Whenever there is an explosion inside a barrel of a gun, the bullet shoots off with the energy of explosion. My question is:

Suppose $E$ amount of energy is liberated from explosion. Then, does the bullet use almost all of this energy or only a fraction of it, as the rest of the energy goes into pushing against the walls of the barrel which is then just wasted as vibrational energy and then eventually into heat. I mean, does this mean that the bullet starts off with only,say, 1/6 of the total energy of explosion (considering the barrel to be cubical for over simplification).

• See the "Firearm energy efficiency" section of en.wikipedia.org/wiki/Physics_of_firearms for an energy breakdown of a typical small firearm. It claims that only 32% of the energy is converted to bullet kinetic energy. @JohnRennie: I thought the percentage would be higher, as you also suggest in your answer. – James Aug 19 '16 at 14:44

When the propellant explodes it creates a hot high pressure gas, and the pressure of this gas pushes the bullet along the barrel.

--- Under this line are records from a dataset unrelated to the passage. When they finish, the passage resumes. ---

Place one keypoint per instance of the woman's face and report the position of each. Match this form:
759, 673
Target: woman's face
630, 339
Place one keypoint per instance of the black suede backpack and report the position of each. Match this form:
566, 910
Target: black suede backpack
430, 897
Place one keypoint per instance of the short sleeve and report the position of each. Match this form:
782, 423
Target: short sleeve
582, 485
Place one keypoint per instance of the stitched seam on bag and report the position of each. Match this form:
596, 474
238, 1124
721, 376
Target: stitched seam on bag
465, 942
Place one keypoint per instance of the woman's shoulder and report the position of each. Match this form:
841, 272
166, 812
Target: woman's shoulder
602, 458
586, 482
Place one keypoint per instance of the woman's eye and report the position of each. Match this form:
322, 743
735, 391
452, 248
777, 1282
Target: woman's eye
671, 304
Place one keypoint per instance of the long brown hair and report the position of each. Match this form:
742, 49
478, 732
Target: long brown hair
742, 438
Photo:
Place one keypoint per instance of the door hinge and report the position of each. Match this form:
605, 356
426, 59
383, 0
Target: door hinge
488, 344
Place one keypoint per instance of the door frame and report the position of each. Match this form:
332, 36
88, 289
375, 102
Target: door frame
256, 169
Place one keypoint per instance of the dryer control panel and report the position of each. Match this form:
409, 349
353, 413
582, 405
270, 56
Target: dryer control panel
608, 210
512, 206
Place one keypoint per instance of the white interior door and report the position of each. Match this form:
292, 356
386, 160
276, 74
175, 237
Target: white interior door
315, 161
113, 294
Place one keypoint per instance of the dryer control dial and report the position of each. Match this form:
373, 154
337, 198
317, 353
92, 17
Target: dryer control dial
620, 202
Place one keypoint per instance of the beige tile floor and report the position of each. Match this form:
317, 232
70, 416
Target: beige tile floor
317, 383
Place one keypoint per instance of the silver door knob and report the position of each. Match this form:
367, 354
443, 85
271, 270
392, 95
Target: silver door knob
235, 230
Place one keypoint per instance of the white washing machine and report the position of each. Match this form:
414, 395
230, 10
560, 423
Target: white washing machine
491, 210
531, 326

The energy of the bullet is equal to the work done on it, so the energy at some distance $d$ along the barrel will be:

$$E = \tfrac{1}{2}mv^2 = A \int_0^d P(x)\,dx$$

where $A$ is the area of the bullet, though actually calculating the integral will be hard. The propellant does not burn instantly so the pressure is some complicated function of time as well as distance moved by the bullet. There will also be some frictional term to subtract from that energy, though this is likely to be a small correction.